For the past five years, Republican Gov. Mitch Daniels led the charge for local government reform at the Statehouse.
He persuaded the General Assembly to enact about a third of the 27 recommendations contained in the Kernan-Shepard report, including eliminating most township assessors, consolidating purchasing and reducing conflicts-of-interest among local government employees and local elected officials.
But Daniels knows when he leaves office in January to become president of Purdue University, a reluctant Legislature and the state's new governor won't be as committed to -- as he put it -- dragging Indiana's local governments out of the 19th century and into the 21st century, as he was.
"That bugs me," Daniels said. "We should have got more of that than we did ... it's so much easier to beat something than to get it done sometimes."
Daniels said in addition to the Kernan-Shepard recommendations, the biggest unfinished reform needed in Northwest Indiana is altering the governing structure of the taxpayer-supported Gary/Chicago International Airport.
"It probably needs a private operator who really knows how to go out and get some traffic coming through there, and then the other stuff starts to happen," Daniels said, referring to airport-related economic development.
While Daniels believes all the Kernan-Shepard reforms could and should still happen, local government reform isn't even on the written agendas of the Republican majorities in the Indiana House and Senate for the legislative session starting in January.
When asked about the issue by reporters last month, House Speaker Brian Bosma, R-Indianapolis, and Senate President David Long, R-Fort Wayne, pivoted to talking about their plans to improve education, keep the state's budget balanced and promote Hoosier jobs.

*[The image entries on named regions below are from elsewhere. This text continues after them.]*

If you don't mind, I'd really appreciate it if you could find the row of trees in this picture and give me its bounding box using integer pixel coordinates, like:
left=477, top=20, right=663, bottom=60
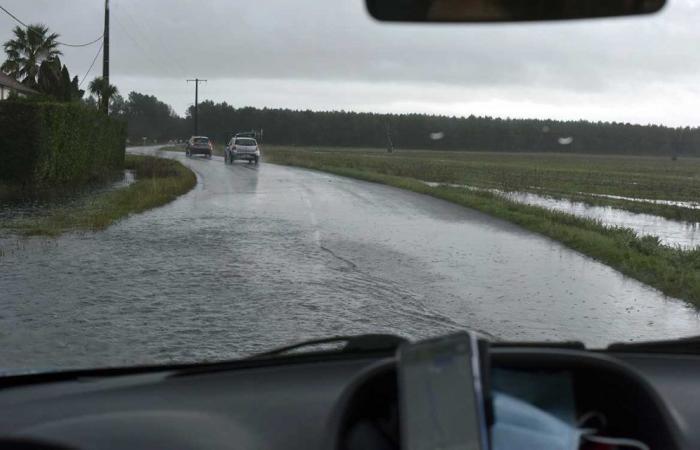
left=120, top=96, right=700, bottom=157
left=0, top=25, right=700, bottom=157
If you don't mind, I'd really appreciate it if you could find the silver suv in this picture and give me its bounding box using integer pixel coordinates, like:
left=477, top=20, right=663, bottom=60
left=185, top=136, right=213, bottom=159
left=224, top=136, right=260, bottom=164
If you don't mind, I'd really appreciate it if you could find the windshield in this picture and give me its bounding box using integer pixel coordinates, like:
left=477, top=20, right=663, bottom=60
left=236, top=139, right=257, bottom=147
left=0, top=0, right=700, bottom=372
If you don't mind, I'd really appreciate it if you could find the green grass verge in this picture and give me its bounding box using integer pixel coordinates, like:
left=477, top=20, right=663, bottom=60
left=0, top=155, right=197, bottom=236
left=266, top=146, right=700, bottom=222
left=265, top=149, right=700, bottom=307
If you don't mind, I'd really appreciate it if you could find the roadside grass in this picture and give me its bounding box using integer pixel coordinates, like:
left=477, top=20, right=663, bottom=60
left=0, top=155, right=197, bottom=237
left=266, top=147, right=700, bottom=308
left=266, top=146, right=700, bottom=222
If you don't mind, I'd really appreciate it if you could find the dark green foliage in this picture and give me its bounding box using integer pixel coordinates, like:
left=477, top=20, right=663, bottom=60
left=125, top=92, right=700, bottom=159
left=0, top=24, right=61, bottom=88
left=0, top=101, right=126, bottom=186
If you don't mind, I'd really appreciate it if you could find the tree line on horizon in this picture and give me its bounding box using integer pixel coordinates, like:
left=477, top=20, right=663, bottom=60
left=113, top=92, right=700, bottom=157
left=5, top=24, right=700, bottom=158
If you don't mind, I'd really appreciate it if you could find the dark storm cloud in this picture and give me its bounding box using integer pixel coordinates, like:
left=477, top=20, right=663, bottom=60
left=0, top=0, right=700, bottom=123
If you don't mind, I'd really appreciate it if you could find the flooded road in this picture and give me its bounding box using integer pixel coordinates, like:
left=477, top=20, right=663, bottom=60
left=0, top=148, right=700, bottom=369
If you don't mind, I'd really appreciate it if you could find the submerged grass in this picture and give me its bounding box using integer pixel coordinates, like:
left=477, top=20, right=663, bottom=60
left=0, top=155, right=197, bottom=236
left=265, top=148, right=700, bottom=308
left=266, top=146, right=700, bottom=222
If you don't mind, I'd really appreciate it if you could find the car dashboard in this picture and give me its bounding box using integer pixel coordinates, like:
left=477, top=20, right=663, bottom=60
left=0, top=345, right=700, bottom=450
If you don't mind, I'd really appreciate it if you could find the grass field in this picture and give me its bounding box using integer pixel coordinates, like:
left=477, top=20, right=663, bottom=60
left=265, top=146, right=700, bottom=222
left=0, top=155, right=197, bottom=236
left=264, top=146, right=700, bottom=307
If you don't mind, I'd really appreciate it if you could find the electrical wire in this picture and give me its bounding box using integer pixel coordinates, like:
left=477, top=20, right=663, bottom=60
left=113, top=1, right=186, bottom=73
left=78, top=42, right=104, bottom=88
left=0, top=5, right=104, bottom=47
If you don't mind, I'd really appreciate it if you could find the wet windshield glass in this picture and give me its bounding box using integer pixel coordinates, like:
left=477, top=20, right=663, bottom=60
left=0, top=0, right=700, bottom=373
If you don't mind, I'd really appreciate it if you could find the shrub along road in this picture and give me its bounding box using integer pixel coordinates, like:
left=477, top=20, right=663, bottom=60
left=0, top=155, right=197, bottom=236
left=0, top=148, right=700, bottom=367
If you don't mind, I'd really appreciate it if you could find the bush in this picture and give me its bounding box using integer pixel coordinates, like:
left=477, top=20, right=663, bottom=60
left=0, top=101, right=126, bottom=186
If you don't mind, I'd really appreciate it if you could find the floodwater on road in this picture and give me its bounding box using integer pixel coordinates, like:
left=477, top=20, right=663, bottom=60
left=0, top=148, right=700, bottom=370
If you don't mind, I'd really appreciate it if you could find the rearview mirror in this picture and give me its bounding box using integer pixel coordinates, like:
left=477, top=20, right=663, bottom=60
left=366, top=0, right=666, bottom=22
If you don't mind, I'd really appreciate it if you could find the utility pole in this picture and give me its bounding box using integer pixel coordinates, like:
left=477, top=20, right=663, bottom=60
left=102, top=0, right=109, bottom=114
left=187, top=78, right=207, bottom=136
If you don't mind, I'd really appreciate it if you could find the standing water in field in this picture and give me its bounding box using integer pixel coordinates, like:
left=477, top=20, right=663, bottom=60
left=425, top=182, right=700, bottom=250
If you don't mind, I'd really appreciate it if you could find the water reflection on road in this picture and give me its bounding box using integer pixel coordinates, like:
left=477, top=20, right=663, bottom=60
left=0, top=149, right=700, bottom=368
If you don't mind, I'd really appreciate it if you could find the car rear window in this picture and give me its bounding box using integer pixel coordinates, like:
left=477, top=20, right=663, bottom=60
left=236, top=138, right=256, bottom=146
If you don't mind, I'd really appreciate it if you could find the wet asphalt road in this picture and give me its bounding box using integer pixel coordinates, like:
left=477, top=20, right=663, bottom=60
left=0, top=148, right=700, bottom=369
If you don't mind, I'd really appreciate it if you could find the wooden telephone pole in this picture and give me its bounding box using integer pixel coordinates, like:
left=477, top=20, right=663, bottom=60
left=187, top=78, right=207, bottom=136
left=102, top=0, right=109, bottom=114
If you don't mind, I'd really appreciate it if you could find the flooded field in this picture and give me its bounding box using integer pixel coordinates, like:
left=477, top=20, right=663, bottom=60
left=0, top=149, right=700, bottom=370
left=0, top=170, right=135, bottom=220
left=425, top=182, right=700, bottom=249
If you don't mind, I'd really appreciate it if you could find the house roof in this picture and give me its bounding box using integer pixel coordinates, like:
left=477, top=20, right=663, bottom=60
left=0, top=72, right=37, bottom=94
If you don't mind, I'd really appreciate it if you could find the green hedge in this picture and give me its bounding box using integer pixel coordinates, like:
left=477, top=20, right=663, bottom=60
left=0, top=101, right=126, bottom=186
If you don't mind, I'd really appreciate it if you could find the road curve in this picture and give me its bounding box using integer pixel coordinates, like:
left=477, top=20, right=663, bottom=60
left=0, top=147, right=700, bottom=368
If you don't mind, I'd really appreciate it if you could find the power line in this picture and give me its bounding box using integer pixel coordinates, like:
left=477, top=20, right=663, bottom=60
left=0, top=5, right=104, bottom=47
left=78, top=43, right=104, bottom=88
left=115, top=2, right=186, bottom=73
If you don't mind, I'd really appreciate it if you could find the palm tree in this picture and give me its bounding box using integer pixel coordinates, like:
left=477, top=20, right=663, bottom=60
left=0, top=24, right=61, bottom=88
left=88, top=77, right=118, bottom=110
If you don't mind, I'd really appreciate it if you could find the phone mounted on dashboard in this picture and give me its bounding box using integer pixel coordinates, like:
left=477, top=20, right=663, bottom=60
left=397, top=332, right=493, bottom=450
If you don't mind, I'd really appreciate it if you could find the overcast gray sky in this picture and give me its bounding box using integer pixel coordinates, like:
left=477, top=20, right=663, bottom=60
left=0, top=0, right=700, bottom=126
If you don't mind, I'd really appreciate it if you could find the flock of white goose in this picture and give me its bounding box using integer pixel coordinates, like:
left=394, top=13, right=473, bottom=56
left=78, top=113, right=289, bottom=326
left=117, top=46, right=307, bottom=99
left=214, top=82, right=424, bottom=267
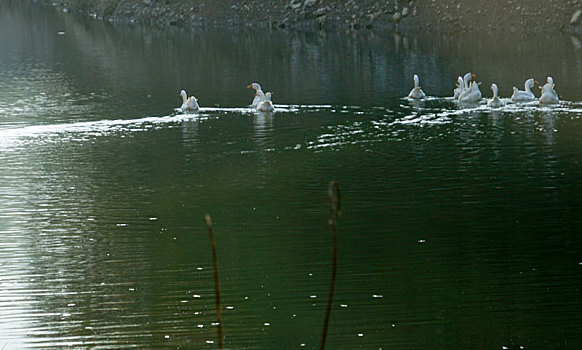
left=180, top=73, right=560, bottom=113
left=408, top=73, right=560, bottom=108
left=180, top=83, right=275, bottom=113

In addition, many of the 42 state representatives now serving in their first or second terms, including newly elected state Rep. Rick Niemeyer, R-Lowell, got their start in township government and don't want to see it go.
"I believe in township government," Niemeyer said.
Republican Gov.-elect Mike Pence said during the campaign that he supports all government reform, but offered only a general outline of the "new approach" he believes is needed concerning local government reform.
"Is there a way that, in a bipartisan manner, we could come together and develop a framework where local governments, county and city governments, might be able to consolidate back-office functions without losing front-office accessibility?" Pence said. "I think we can find greater efficiencies by promoting reform and still preserving everything people love about local government in Indiana."
Meanwhile, Senate Democratic Leader Tim Lanane, D-Anderson, said he wants to return some power from the state to local governments and allow local taxpayers to "create their own destiny."
"I think we do have to take a look at what we can do to give a little bit more flexibility to the communities, give a little bit more control," Lanane said.
The powerful Indiana Chamber of Commerce still backs local government reform, particularly eliminating townships, but President Kevin Brinegar said failed consolidation referendums in Vanderburgh and Howard counties Nov. 6 suggest the timing isn't right for a big reform push.
"It appears that the voting public, right now, is not quite there in terms of being ready to recognize the waste and inefficiency that comes from a structure we have in local government that dates all the way back to the 1850s," Brinegar said.